I have looked at other similar questions asked already on this site, but did not get a satisfactory answer.
I am a total newbie to Apache spark and hadoop. My problem is that I have an input file(35GB) which contains multi-line reviews of merchandise of online shopping sites. The information is given in the file as shown below:
productId: C58500585F
product: Nun Toy
product/price: 5.99
userId: A3NM6WTIAE
profileName: Heather
helpfulness: 0/1
score: 2.0
time: 1624609
summary: not very much fun
text: Bought it for a relative. Was not impressive.

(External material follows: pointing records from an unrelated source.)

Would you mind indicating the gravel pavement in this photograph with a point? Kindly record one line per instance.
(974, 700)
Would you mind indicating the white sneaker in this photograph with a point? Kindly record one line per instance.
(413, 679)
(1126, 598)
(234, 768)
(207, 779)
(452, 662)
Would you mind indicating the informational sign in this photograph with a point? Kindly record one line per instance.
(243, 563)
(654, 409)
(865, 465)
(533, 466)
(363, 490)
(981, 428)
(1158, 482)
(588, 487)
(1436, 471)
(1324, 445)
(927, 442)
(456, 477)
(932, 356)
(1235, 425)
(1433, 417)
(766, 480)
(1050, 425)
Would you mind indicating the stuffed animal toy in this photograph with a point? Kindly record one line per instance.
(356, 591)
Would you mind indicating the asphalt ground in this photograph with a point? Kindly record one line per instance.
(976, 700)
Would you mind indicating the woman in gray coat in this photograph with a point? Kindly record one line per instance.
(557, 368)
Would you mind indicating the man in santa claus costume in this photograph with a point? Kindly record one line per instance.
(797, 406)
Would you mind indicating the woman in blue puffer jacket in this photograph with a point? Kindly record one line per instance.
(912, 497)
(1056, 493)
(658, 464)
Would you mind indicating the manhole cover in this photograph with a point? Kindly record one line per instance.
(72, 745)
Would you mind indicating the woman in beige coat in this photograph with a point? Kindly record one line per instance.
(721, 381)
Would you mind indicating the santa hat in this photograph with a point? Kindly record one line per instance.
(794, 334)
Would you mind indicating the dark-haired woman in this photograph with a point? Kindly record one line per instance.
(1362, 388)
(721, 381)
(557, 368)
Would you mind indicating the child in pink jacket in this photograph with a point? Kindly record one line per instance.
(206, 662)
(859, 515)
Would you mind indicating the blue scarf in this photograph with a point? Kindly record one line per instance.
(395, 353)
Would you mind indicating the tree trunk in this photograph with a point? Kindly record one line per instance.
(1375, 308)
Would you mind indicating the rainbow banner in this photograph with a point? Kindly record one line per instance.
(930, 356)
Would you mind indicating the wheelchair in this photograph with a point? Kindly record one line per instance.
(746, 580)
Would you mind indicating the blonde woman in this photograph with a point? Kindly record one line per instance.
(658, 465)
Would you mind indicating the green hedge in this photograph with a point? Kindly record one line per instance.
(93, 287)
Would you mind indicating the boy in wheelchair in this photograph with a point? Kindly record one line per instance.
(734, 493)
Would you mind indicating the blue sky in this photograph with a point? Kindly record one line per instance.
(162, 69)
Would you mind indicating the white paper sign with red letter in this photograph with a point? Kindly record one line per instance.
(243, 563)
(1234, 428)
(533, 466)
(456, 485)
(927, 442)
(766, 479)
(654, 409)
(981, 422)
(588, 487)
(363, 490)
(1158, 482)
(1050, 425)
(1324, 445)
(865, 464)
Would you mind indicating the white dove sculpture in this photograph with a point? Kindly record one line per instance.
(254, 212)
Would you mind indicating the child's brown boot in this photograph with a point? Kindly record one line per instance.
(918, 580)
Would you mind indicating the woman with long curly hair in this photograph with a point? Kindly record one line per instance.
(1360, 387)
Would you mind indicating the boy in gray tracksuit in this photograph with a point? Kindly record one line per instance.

This is one block of review. There are thousands of such blocks separated by blank lines. what I need from here is the productId, userId and score,so I have filtered the JavaRDD to have just the lines that I need. so it will look like following:
productId: C58500585F
userId: A3NM6WTIAE
score: 2.0
Code :
SparkConf conf = new SparkConf().setAppName("org.spark.program").setMaster("local");
JavaSparkContext context = new JavaSparkContext(conf);
JavaRDD<String> input = context.textFile("path");
JavaRDD<String> requiredLines = input.filter(new Function<String, Boolean>() {
public Boolean call(String s) throws Exception {
if(s.contains("productId") || s.contains("UserId") || s.contains("score") || s.isEmpty() ) {
return false;
}
return true;
}
});
Now, I need to read these three lines as part of one (key, value) pair which I do not know how. There will only be a blank line between two blocks of reviews.
I have looked at several websites, but did not find solution to my problem. Can any one please help me with this ? Thanks a lot! Please let me know if you need more information.